On Jan. 25, less than 10 days after 18 Quinnipiac students returned from a trip to Egypt for their QU 301 class, the country erupted into mass protest during what some organizers called “The Day of Anger.”
The demonstrations, which coincided with Egypt’s National Police Day, were focused on perceived injustices committed by President Hosni Mubarak’s regime.
Professor Janet Bahgat, who taught the class, said, “I think this is a response to the outrageous prices, unemployment, and this regime that just seems to be out of touch.”
Bahgat has been shuttling back and forth between Egypt and the United States for 30 years, since she was hired to teach American culture and English language at the American University in Cairo.
While she insisted that she is politically neutral, she said she believed that Mubarak’s days as president are numbered.
“[The protesters] want a clean regime, they don’t want any traces of that old way of looking at things,” she said.
There were many factors that contributed to the widespread outburst against Mubarak, including a stagnant economy and a lack of political freedoms. He has served as president since assuming power after Anwar El-Sadat’s assassination in 1981.
“Emergency Law” has been in effect in Egypt since 1967, except for an 18-month break which ended when Sadat was murdered. Emergency Law entails more power for the police, the legalization of censorship, and reduced openness of the political process. While there are still elections, opposition groups have been crippled to the point that they stand little chance.

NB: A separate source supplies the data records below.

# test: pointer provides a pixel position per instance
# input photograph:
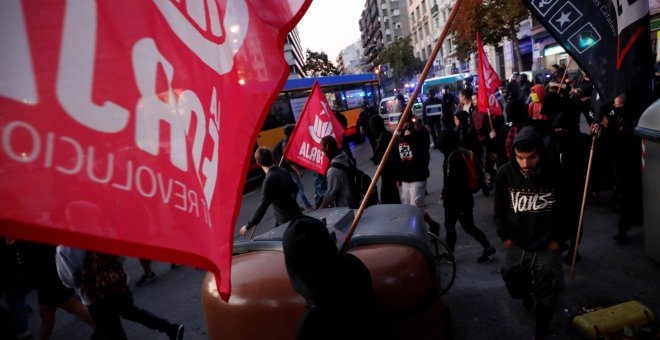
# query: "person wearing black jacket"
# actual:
(389, 193)
(457, 197)
(415, 157)
(277, 189)
(532, 205)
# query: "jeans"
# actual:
(301, 190)
(107, 315)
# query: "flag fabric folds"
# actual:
(610, 40)
(489, 81)
(120, 120)
(316, 121)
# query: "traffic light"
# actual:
(586, 39)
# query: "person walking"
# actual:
(432, 111)
(457, 197)
(296, 174)
(415, 157)
(101, 281)
(532, 204)
(338, 192)
(389, 192)
(277, 189)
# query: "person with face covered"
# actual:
(532, 204)
(389, 193)
(415, 157)
(536, 95)
(339, 299)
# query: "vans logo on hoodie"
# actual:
(526, 201)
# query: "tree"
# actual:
(318, 65)
(495, 20)
(403, 63)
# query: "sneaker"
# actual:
(446, 258)
(434, 227)
(486, 254)
(146, 277)
(175, 332)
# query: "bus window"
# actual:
(279, 115)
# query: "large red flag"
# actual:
(119, 120)
(488, 83)
(316, 121)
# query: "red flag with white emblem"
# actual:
(120, 119)
(489, 81)
(316, 121)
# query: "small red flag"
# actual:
(316, 121)
(488, 83)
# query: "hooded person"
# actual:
(537, 95)
(532, 214)
(339, 298)
(457, 197)
(389, 192)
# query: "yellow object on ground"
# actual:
(612, 319)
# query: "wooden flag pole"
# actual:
(402, 119)
(584, 200)
(563, 77)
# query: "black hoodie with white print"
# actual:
(532, 209)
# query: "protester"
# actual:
(338, 193)
(537, 93)
(27, 265)
(339, 299)
(415, 158)
(389, 192)
(457, 198)
(433, 116)
(531, 200)
(294, 171)
(277, 189)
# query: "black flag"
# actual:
(609, 39)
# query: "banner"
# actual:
(609, 39)
(316, 121)
(489, 81)
(120, 119)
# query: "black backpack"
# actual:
(359, 182)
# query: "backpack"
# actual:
(103, 277)
(475, 176)
(359, 183)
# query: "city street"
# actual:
(607, 274)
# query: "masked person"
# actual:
(532, 204)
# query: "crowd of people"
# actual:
(532, 160)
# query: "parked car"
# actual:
(391, 241)
(390, 110)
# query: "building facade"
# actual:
(294, 55)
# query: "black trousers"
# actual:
(467, 222)
(107, 315)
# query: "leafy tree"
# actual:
(318, 65)
(494, 19)
(402, 61)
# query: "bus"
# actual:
(455, 82)
(344, 93)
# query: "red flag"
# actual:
(120, 119)
(316, 121)
(488, 83)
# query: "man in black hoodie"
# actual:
(531, 205)
(277, 189)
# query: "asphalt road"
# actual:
(606, 275)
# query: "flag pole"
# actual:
(563, 77)
(584, 200)
(402, 119)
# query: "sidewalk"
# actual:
(481, 308)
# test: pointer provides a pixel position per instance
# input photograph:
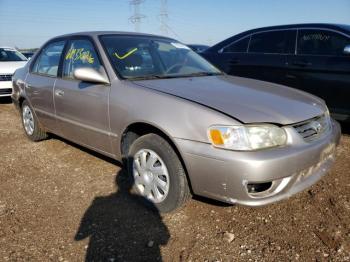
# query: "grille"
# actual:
(6, 91)
(313, 128)
(5, 77)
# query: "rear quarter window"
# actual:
(321, 42)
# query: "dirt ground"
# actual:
(59, 202)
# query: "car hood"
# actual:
(248, 100)
(10, 67)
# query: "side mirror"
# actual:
(346, 50)
(88, 74)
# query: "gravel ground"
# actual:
(60, 202)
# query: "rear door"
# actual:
(322, 68)
(268, 54)
(82, 107)
(40, 82)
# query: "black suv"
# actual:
(311, 57)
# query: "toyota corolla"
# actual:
(180, 125)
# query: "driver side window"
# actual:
(80, 53)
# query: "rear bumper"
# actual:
(5, 88)
(224, 174)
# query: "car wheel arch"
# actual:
(135, 130)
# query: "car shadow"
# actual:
(5, 100)
(121, 228)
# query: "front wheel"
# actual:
(157, 173)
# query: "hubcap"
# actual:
(28, 120)
(150, 175)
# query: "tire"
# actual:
(162, 198)
(30, 123)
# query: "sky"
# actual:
(29, 23)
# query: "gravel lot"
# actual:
(60, 202)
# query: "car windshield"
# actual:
(135, 57)
(7, 55)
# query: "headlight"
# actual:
(247, 137)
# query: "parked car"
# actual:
(28, 54)
(311, 57)
(198, 48)
(180, 125)
(10, 60)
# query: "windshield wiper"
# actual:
(148, 77)
(199, 74)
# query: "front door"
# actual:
(40, 82)
(82, 107)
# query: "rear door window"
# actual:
(321, 42)
(80, 53)
(273, 42)
(239, 46)
(48, 61)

Demonstrators have clashed with the police every day since Jan. 25, with roughly 300 deaths so far, according to the United Nations. The opposition to Mubarak has come from diverse groups, from the Muslim Brotherhood to the April 6 Youth Movement, made up mostly of students who organize using tools like Facebook.
The leader of the opposition at this point seems to be Mohamed ElBaradei, a Nobel prize winner and the former Director General of the International Atomic Energy Agency.
David Ives, executive director of the Albert Schweitzer Institute, briefly spoke with ElBaradei at the World Summit of Nobel Peace Laureates in Japan this past November.
“I asked him whether or not he would be willing to be president,” Ives said. “He said that he’d be willing to do anything he could to promote democracy in Egypt.”
One of the reasons that the death toll has been relatively low thus far is that the military has been very reluctant to commit violence against Egyptian citizens. The police have not shown that that same reluctance, however. After the Associated Press posted a video that showed a protester being shot dead by a police sniper, the Egyptian government cut off essentially all Internet and mobile communication across the country. It has since returned, but there have been sporadic shutdowns.
Bahgat said it is no surprise that the military seem to be siding with the people, while the police side with the regime.
Egypt has a conscription-based military, which results in it being very representative of the people, Bahgat said, going as far as to call them “the voice of the people.”
The police, on the other hand, swear allegiance to Mubarak and the government. “They’re there to be his guys,” Bahgat said.
Junior Andrew McDermott, a member of the class that traveled to Egypt, said that while he was not surprised that the people were protesting, he was surprised by the massive scale of the protests. He said that in his experience, the police weren’t bad people.
“The citizens are upset against the government, and the police are just following orders,” he said.
Baghat said that she thought that there was little risk of extremists filling the power vacuum in Egypt after Mubarak is gone.
“Their women are very educated,” she said. “Their women are university educated as well. There is no way that they are going to become an Islamic state, from what I understand.”
She was very hopeful that the violence in Egypt would end soon.
“They just want to get back to work and get things rolling,” she said. “People are beautiful wherever you go, it’s the governments that make a mess of things.”